Photographs and Video by Emanuel Hahn
How did you start in ceramics?
My introduction was happenstance. A friend was passively telling me about the range of mastery in ceramics, the unexpected lightness for a material so serious and heavy. I couldn’t stop thinking about it. Soon after, I learned of a ceramic artist through my job, and resonated strongly with her ideas on primitive arts and contemporary forms, old and new. I thought there might be space there for me.
I have meandered through many creative mediums. I was unsatisfied by options that forced literal and figurative expression. Clay allowed the ability to think through my hands, explore inconsequentially (low-waste), and gain intimacy with natural properties like dirt, water, gravity, heat. It was very eye opening for a “digital native”, honestly. I never cease to learn through my practice.

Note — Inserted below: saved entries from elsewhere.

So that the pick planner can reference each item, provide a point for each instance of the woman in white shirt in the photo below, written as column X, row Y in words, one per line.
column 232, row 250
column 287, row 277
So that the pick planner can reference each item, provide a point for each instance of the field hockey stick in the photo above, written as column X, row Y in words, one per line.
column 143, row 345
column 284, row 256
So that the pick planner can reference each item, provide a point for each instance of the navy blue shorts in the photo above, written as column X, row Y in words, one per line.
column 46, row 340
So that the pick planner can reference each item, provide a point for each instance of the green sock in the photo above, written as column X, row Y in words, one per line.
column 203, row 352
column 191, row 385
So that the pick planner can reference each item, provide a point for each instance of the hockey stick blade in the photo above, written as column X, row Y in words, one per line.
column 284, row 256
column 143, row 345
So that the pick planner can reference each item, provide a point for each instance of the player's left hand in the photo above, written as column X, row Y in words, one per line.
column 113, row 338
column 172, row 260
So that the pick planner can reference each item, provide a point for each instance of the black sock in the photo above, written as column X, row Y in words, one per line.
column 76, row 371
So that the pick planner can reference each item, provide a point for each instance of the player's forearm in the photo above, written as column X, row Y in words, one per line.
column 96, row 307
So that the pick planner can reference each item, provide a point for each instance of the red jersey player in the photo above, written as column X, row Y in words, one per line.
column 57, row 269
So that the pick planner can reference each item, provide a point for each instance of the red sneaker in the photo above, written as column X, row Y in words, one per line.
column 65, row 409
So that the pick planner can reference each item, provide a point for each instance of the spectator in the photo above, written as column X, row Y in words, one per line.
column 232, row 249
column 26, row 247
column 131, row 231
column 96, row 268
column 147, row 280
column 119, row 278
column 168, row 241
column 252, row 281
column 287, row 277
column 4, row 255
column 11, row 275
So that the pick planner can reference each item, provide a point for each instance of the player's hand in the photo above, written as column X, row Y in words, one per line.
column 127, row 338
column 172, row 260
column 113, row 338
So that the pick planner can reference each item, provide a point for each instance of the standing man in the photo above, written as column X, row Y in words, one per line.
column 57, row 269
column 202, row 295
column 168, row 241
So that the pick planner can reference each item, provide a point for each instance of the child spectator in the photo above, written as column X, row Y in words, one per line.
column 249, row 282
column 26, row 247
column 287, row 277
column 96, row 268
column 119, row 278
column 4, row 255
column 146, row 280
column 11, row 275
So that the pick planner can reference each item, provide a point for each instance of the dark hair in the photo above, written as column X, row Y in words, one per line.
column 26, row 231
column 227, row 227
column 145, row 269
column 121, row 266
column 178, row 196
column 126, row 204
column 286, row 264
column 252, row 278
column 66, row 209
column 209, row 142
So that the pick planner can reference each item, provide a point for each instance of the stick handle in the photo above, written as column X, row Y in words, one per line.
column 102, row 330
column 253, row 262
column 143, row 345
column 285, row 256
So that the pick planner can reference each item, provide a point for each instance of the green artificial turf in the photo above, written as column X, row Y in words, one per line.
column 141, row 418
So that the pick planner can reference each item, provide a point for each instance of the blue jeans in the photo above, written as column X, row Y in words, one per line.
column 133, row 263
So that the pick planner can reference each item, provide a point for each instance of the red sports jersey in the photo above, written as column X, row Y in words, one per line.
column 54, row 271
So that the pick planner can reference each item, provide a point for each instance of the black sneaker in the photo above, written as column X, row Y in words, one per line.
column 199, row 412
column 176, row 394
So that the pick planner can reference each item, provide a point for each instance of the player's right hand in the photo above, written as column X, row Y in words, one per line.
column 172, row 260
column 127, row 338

What concepts do you explore in your work?
Increasingly, I’ve been focusing on letting my mind empty as I work, making space for feelings and impulses to arise on their own (I recently learned that this process actually documented as automatism, developed by the surrealists).
I’ve found that the forms inevitability draw upon feelings, contradictions, and tensions that arise in exploring a sense of self (because that’s a lot of what I’m focusing on in my life).
This is really interesting – do you mean that you essentially let go, as you make pottery, and your work is guided through what you feel in the moment that you are creating?
Yes, somewhat. I’ve slowly evolved from trying to control the entire process with a big plan, and have given in to instinct and impulse, growing comfortable with the inevitability of disappointment. Earlier in my practice, I was really scared of failure and making ugly things, but I have a very different relationship to what “failure” and “success” means in creative practice now. I care more about an honest a sense of connection to myself.
Some days I connect to feelings that are warm, cozy, quiet – I’ll channel round, womb spaces. Other days I connect to very specific emotions (like the frowning rectangular vessel, which is nearly sarcastic). Some days I feel low-energy or overstimulated, and there are a lot of interesting complex emotions within that wavelength (as seen in the deflated vessel).
When working quickly without thinking or planning too much, I don’t quite nail the physics – the base is off center, or the body begins to buckle, or I work a curve too hard and it starts folding into itself. Sometimes this is unsalvageable, but mostly I’ve learned to graduate these “failures” into intentional decisions, learned techniques to use later.
I love how my process has become more of a conversation between an instinct and material. There were even a few pieces (unfortunately sold before the opportunity to photograph) that sagged and folded so much that it ripped at the mouth; but I was into it. The result imparts a little more soul into each piece.
Tension – can you talk more about how your work embodies this idea?
I think that with any work that attempts “beauty”, tension arises from how beautiful things can feel fragile. Thin walls evoke destruction, curves evoke humanity, vulnerability – they conjure visceral response. An object becomes a pair of burdened shoulders.
The presence of these seemingly fragile pieces invite the tension within ourselves of taming or giving into impulse. Inversely, I love indulgent ugliness of something heavy, broken, crude, wrong, raw. They evoke a different feeling all together, somewhere between “How would anyone dare to create this?” and “I can’t look away” and “Why is this like this?”
I think about these subtle, specific feelings a lot, and feel that spending time focusing on them brings greater clarity, and make overwhelmingly complex feel more approachable, digestible.
What does imperfection mean to you?
Imperfection has been incredibly both crippling and liberating in my work. When I was on the wheel, I kept pursuing literal perfection until it drove me into aimlessness – aiming for perfection as if the object had always existed, not created.
There were a few really eye-opening moments when I finally allowed myself just to finish something super ugly. I had never let myself take big risks, or complete half-baked ideas because I was too embarrassed to create something ugly, something “bad”. It was liberating to finally let go of that, it’s sad to say that I hadn’t given myself that space and safety to be that creatively vulnerable in the past.
This joy in not taking it all so seriously was incredibly liberating, not feeling like my own self worth was compromised if I created something bad. I started to fold these feelings into my work. Learning to have separation between myself and the things I create. These pieces are just artifacts that document my own growth.
Where do you want your work to live?
With people, seen or experienced daily. Evolving in their own meaning through the eyes of their owners.